Chemosensory response to high pCO is blocked by cadmium, a voltage-sensitive calcium channel blocker.

Brain Res

Department of Physiology, University of Pennsylvania Medical Center, B400 Richards Building, 3700 Hamilton Walk, Philadelphia, PA 19104-6085, USA.

Published: June 1999

In the dark, during normocapnic (pCO2=35 Torr, pHo=7.4) normoxia (pO2=100 Torr), high pCO (>300 Torr) causes Ca2+-dependent photolabile excitation of chemosensors in the carotid body (CB). We previously proposed that the source of this Ca2+ was the [Ca2+]i stores because CO would react only intracellularly. However, influx of extracellular Ca2+ was not excluded.

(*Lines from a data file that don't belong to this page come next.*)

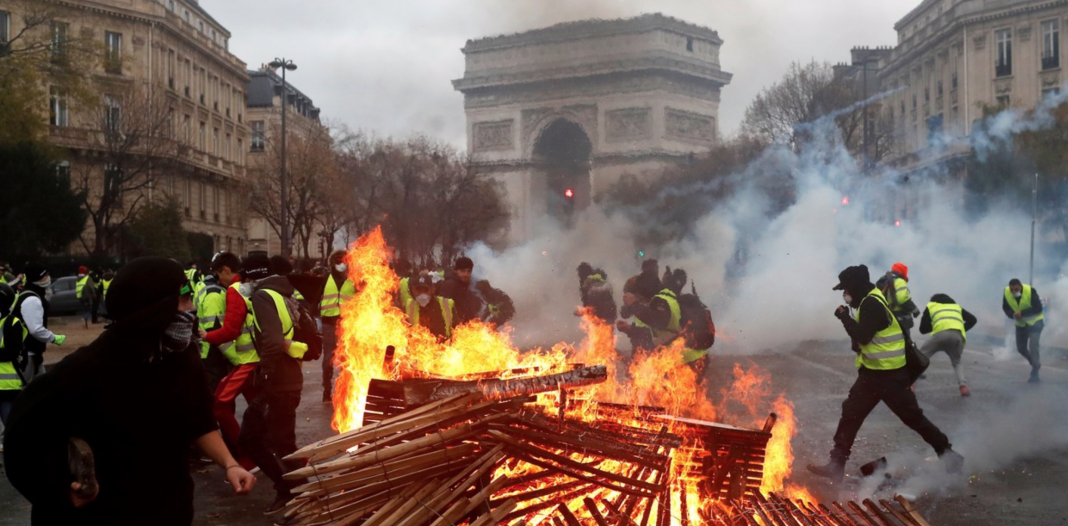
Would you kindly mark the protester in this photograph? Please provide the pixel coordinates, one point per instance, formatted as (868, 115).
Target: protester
(140, 433)
(32, 308)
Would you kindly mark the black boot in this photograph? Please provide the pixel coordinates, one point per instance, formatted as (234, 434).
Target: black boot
(834, 469)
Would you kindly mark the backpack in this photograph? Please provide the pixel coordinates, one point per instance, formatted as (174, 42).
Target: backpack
(305, 330)
(695, 321)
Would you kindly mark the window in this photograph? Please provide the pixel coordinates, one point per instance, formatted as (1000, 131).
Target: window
(170, 68)
(4, 27)
(112, 114)
(59, 40)
(1003, 60)
(1051, 44)
(257, 136)
(58, 114)
(113, 57)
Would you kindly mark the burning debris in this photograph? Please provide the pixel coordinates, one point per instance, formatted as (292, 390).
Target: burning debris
(428, 437)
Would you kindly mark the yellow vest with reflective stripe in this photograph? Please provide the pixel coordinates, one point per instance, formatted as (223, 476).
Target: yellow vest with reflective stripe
(1022, 304)
(295, 349)
(946, 317)
(886, 349)
(330, 304)
(405, 291)
(242, 350)
(81, 285)
(446, 313)
(10, 379)
(210, 309)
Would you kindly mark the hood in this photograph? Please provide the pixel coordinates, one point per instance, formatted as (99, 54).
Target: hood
(279, 284)
(940, 298)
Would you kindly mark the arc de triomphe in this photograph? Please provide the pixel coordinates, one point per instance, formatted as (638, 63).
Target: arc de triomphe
(577, 106)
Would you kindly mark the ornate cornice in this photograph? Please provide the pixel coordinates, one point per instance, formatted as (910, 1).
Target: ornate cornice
(655, 62)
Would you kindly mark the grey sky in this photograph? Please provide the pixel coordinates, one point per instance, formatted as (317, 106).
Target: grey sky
(387, 66)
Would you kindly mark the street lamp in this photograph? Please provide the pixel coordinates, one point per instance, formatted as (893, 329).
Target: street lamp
(284, 64)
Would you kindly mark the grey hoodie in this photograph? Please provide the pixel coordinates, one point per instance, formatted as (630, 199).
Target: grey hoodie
(280, 371)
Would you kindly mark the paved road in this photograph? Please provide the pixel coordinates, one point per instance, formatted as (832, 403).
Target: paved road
(1014, 436)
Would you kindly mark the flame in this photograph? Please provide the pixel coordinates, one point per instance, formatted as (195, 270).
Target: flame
(371, 322)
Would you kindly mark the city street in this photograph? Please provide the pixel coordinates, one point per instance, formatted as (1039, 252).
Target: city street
(1010, 433)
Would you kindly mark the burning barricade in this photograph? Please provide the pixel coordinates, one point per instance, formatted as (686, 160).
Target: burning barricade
(429, 437)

Now, using perfused rat CB (n=6) in the presence of normal extracellular [Ca2+] we show that chemosensory response to CO (pCO approximately 550 Torr) in normoxic (pO2 approximately 100 Torr) normocapnia (pCO2 approximately 30 Torr, pH approximately 7.4) is completely but reversibly inhibited by Cd2+ (200 microM), a voltage-gated Ca2+ channel blocker. Thus, extracellular Ca2+ is necessary for excitatory chemosensory response to high pCO. Cd2+ block occurs in spite of an enhanced [Ca2+]i rise. This shows that Ca2+ rise alone is unable to release neurotransmitter and to elicit a chemosensory response. Therefore, as a corollary, we conclude that Cd2+ blocks the Ca2+ flux that is needed for vesicle-membrane fusion for neurotransmitter release and neural discharge.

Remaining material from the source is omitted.